Editor’s note: Samuel Yee is a senior at UCLA majoring in Asian American studies and economics. Originally from Oakland, California, he is committed to uplifting both his local community and the greater AANHPI diaspora. During his time at UCLA, he has engaged in both scholarship and community organizing in the Los Angeles area. Last summer, he was awarded the 21st Century Internship at UCLA’s Asian American Studies Center, where he worked as an author-researcher for their ongoing Multimedia Textbook Project. In the future, Samuel hopes to attend graduate school and research ways to expand the reach of ethnic studies outside the university and beyond. We want to extend special thanks to Samuel Yee for working on this issue of Gum Saan Journal with Dr. William Gow.
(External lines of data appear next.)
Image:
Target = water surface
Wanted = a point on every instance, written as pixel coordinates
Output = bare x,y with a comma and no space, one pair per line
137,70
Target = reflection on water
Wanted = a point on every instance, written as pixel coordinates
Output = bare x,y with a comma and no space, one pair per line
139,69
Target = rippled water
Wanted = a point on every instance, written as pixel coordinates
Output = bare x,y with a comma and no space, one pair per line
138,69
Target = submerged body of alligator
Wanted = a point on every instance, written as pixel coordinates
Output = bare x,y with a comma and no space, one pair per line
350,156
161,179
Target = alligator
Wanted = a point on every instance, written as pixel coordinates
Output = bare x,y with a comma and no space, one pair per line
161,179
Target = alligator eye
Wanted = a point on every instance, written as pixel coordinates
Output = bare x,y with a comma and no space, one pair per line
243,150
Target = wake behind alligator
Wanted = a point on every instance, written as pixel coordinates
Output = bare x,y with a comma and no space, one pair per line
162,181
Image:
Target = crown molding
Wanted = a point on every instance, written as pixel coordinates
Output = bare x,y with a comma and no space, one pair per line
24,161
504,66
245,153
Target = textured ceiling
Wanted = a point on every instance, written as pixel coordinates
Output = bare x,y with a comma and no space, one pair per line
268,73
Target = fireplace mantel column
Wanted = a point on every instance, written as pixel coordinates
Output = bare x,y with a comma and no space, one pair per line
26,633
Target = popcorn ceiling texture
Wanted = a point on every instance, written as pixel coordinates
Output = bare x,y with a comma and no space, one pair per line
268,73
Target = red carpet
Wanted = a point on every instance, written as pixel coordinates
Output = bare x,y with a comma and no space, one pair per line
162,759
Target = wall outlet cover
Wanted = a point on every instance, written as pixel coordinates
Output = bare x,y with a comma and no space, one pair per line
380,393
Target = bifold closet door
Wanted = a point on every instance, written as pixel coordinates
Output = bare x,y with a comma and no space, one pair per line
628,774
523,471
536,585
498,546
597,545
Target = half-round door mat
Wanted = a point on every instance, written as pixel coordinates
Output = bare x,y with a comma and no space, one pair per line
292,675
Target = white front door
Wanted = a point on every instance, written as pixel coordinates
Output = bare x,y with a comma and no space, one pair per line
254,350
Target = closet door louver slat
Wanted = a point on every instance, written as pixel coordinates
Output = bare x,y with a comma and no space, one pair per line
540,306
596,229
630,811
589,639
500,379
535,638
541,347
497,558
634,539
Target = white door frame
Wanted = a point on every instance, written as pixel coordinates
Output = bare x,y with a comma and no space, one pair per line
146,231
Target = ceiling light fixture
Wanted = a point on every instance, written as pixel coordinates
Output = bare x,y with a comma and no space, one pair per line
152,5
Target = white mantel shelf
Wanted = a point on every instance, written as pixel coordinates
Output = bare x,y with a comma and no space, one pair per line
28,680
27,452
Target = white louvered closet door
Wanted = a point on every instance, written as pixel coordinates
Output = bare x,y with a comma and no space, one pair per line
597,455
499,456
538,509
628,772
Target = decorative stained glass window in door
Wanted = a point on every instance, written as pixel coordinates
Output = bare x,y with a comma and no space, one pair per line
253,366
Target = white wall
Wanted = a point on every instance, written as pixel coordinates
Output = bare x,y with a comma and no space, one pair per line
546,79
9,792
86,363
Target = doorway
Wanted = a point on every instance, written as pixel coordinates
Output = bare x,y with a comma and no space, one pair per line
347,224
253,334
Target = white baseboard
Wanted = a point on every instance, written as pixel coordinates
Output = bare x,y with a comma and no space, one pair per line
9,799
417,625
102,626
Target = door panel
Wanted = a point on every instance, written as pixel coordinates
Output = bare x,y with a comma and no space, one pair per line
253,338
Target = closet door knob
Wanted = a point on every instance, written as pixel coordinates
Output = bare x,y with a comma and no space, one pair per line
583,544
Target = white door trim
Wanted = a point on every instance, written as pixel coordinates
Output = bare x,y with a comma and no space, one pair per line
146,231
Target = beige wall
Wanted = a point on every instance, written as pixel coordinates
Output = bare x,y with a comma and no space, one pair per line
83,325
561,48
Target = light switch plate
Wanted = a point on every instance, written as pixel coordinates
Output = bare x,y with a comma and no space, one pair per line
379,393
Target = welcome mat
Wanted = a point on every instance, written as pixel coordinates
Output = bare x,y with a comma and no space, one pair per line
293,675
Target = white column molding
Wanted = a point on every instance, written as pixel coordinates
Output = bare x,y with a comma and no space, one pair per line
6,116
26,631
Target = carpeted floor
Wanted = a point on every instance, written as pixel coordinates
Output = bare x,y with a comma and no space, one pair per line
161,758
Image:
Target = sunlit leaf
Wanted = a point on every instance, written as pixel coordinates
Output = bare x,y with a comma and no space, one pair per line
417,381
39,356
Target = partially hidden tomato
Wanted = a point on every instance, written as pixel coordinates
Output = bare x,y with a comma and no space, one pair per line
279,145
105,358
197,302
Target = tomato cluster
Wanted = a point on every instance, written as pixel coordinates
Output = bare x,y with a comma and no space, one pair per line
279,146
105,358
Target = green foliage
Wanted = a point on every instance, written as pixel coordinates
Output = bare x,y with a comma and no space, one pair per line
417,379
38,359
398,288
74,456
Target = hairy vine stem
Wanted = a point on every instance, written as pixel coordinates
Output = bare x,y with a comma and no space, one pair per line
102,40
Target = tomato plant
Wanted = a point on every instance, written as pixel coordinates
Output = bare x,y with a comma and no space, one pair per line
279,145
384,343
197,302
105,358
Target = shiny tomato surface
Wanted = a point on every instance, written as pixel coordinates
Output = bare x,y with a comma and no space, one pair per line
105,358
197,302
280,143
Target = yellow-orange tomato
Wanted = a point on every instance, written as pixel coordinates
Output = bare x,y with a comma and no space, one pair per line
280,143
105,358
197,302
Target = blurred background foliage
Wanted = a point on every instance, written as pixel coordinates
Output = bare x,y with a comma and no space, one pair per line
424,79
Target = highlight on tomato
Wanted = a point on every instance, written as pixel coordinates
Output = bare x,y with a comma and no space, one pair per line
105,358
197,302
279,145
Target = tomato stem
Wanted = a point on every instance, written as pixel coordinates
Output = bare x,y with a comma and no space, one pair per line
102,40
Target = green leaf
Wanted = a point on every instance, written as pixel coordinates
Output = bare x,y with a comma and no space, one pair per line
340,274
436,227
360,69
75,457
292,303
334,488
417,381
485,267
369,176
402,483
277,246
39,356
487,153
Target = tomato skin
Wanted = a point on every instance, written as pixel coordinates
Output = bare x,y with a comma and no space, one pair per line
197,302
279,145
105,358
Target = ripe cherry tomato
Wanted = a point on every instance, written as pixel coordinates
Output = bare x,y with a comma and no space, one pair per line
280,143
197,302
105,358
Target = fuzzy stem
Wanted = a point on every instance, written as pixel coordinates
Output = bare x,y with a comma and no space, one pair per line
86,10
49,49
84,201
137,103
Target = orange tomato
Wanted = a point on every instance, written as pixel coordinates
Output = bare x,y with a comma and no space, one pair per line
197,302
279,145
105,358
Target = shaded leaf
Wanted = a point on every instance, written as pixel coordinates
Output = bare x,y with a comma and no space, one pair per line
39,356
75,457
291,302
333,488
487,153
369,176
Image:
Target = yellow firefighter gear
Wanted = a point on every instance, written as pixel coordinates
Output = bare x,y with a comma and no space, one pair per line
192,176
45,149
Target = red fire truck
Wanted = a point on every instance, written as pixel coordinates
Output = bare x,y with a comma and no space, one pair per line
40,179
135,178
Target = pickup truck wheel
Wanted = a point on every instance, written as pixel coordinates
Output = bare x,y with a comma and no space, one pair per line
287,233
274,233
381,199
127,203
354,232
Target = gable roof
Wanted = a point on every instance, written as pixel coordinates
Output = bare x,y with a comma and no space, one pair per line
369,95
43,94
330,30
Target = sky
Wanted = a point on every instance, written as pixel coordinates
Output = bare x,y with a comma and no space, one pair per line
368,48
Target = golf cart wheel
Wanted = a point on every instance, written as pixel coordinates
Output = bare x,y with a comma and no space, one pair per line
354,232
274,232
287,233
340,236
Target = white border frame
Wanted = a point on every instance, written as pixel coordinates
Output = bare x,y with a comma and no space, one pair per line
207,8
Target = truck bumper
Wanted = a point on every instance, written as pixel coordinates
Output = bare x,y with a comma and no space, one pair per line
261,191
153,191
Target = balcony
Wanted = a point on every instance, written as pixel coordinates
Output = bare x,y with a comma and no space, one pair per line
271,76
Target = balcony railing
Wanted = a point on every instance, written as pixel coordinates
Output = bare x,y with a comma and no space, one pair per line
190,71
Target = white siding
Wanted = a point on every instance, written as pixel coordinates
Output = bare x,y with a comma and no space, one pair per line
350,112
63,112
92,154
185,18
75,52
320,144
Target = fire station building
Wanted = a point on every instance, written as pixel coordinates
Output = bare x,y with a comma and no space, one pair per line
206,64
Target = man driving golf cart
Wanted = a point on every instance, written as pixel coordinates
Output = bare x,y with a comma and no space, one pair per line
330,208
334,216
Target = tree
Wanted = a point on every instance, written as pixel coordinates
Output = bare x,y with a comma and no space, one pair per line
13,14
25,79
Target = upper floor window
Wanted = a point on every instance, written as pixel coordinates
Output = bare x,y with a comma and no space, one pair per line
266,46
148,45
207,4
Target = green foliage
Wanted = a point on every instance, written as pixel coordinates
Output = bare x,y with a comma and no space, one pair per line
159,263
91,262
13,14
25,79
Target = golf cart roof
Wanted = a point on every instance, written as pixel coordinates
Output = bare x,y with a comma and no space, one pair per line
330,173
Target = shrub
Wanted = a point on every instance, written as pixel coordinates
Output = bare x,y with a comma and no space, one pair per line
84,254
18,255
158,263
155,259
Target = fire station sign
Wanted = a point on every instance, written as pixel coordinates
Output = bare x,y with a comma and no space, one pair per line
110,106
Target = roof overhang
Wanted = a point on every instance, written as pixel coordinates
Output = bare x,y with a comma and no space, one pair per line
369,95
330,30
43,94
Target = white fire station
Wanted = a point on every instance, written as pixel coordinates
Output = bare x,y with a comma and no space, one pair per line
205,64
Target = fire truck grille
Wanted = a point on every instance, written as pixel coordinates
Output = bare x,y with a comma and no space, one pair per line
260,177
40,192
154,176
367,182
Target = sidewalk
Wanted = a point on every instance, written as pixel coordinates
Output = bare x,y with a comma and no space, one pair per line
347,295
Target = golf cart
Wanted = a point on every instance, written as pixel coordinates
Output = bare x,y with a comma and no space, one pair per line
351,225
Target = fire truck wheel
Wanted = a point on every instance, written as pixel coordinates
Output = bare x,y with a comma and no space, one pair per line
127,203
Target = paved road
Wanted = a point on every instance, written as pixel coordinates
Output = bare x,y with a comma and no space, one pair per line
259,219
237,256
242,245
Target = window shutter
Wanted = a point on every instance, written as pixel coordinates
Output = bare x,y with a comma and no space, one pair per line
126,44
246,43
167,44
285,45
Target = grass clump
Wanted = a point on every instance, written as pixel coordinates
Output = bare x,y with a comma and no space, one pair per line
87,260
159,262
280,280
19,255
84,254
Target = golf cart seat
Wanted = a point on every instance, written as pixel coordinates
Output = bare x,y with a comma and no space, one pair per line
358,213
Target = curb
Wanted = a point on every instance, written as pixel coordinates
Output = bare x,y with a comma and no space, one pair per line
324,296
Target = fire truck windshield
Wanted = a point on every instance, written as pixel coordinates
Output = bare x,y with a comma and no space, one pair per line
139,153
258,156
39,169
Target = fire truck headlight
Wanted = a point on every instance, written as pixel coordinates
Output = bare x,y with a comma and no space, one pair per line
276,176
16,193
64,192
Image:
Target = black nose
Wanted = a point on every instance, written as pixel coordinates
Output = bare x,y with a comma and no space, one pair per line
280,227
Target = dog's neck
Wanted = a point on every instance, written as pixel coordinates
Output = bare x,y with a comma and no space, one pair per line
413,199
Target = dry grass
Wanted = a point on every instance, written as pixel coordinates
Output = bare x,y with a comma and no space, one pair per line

As an Asian American studies major, I have come to realize how our schools’ curricula condition the Asian American Pacific Islander (AAPI) community to view American history from the outside looking in.When we read textbooks, they are never written from our perspective, and when we listen to oral histories, they are never shared through our voices. Thus, publications like Linking Our Lives are important to the Asian American community because they rewrite the dominant narratives with us at the center, providing context to our lives that we didn’t even know existed.
After reading Linking Our Lives not too long ago, I have already found ways to connect it to my own family. For example, I related the greater history to the rift between my relatives from my grandfather’s generation, who came of age in the same time period covered in the book. According to my father, it supposedly started with the death of my great-grandmother, Ngin-Ngin, the matriarch. In many ways, she subverted expectations for women at the time: instead of staying in the house, she was the head of her own business, a sewing shop in Oakland Chinatown, and the president of the family association’s ladies’ club. Despite breaking the typical gender roles, Ngin-Ngin was also a woman steeped in tradition, which was evident in her will: following Chinese custom, she left everything to her sons, my grandfather and two great-uncles. Her daughters, my great-aunts, received nothing. They still resent their brothers for it today, which is a large reason why my extended family has since drifted apart. Even though both my great-aunts live in California, I have not seen them since I was a toddler.
Learning about these events only left me with more questions: Why didn’t my grandfather redistribute the inheritance? Why didn’t Ngin-Ngin, someone who was able to disrupt societal norms, break the cycle of gender inequality that likely impacted her in the past? While I continue to prod my family for the truth, Linking Our Lives has provided me the context necessary to understand the complexities that surround my family. As the book highlights, Ngin-Ngin and her children grew up in a time defined by change and uncertainty. In many cases, Chinese American women were forced to break expected gender roles to financially support their families. At the same time, these immigrants also struggled with maintaining their native customs as subsequent generations assimilated into the dominant culture. These circumstances help explain why my Chinese-born great-grandmother was so tradition-bound and why my Americanized great-aunts felt so betrayed. Ultimately, books like Linking Our Lives and Asian American studies are critical to our communities because they get us invested in our own history. Had I not centered my academic career around studying this material, I would not have been as curious about my family’s past and therefore less informed about myself. As Asian Americans continue to grapple with their place in society, we need to read our own stories and listen to our own voices to remind ourselves that we belong.